Fable was a highly ambitious IP that turned out to be a fan favorite title for the original Xbox. People gushed over the ability to shape your character anyway you wanted. And that held true for more than just stats and powers. The fact that a character's visage and reputation mirrored their deeds offered gamers a true role playing experience. However, anyone who has downloaded the title from Xbox Originals or has picked it up out of the bargain bin will know that the game definitely feels a bit dated. That's why it was so encouraging to see Fable II rise to the occasion and use the 360's graphical and online capabilities to re-imagine this title that is obviously so near and dear to the creator's heart.

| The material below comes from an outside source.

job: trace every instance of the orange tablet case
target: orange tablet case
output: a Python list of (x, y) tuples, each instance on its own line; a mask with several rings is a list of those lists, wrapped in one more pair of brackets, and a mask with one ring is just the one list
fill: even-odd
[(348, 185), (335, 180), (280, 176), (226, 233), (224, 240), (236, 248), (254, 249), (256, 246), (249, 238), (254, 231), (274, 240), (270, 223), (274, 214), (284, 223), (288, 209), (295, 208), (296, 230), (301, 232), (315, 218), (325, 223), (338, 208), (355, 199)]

Combat in Fable II has been both completely revamped and simplified. Three powers are available to you and mapped to three corresponding face buttons. Holding down on one of the keyed buttons will allow for more powerful attacks, while tapping it rapidly will unleash quick, hounding attacks. As an added bonus, this simple "one-button system" allows players to access their abilities instantly. That means it is quite possible to force enemies back with a will attack (magic), slice through the nearest baddie with a sword flourish, and then shoot another with your shotgun over a cliff. This can all be done in literally less than two seconds.
Furthermore, the more stylish, brutal, or technical your assaults are, the more experience you will gain. Consequently, linking combinations in interesting ways will make your character more seasoned much more quickly. Also, magical attacks can be executed with an area effect centered on your character, or you can fling arcane energy at your enemies like a ranged weapon. Finally, experience can also be used to improve your arsenal, making more powerful flourish attacks possible. I found this new combat style to be very easy, though a little bit shallow. However, I expect battles to be more rewarding with my own character and when I have mastered the control techniques.
Outside of combat, Peter Molyneux and the crew at Lionhead Studios have emphasized storytelling by creating emotional moments, loading up the plot with cutscenes, creating a massive open world devoid of artificial barriers, and including tons of secrets, side quests, love interests, and even odd jobs. One non-combat mechanic in particular allows players to project their character's personality on the world around them. When talking with people, players can bring up a radial menu to express their emotions, make conversation, praise their dog, flirt with women, intimidate scoundrels, whistle, and even perform jokes and entertain passersby. Subsequently, Albion is not only massive, but players will find an interesting sandbox within which they can play for hours upon hours.
That said, for those of you that like to skip through the details and get to the killing, Fable II has been designed to allow you to pass over everything. However, if you're not interested in the plot and character motivations, why would you ever want to play an RPG? In any case, the developers never wanted to make players feel bored or confined, so players are given the ability to blow through a conversation or cutscene at the press of a button.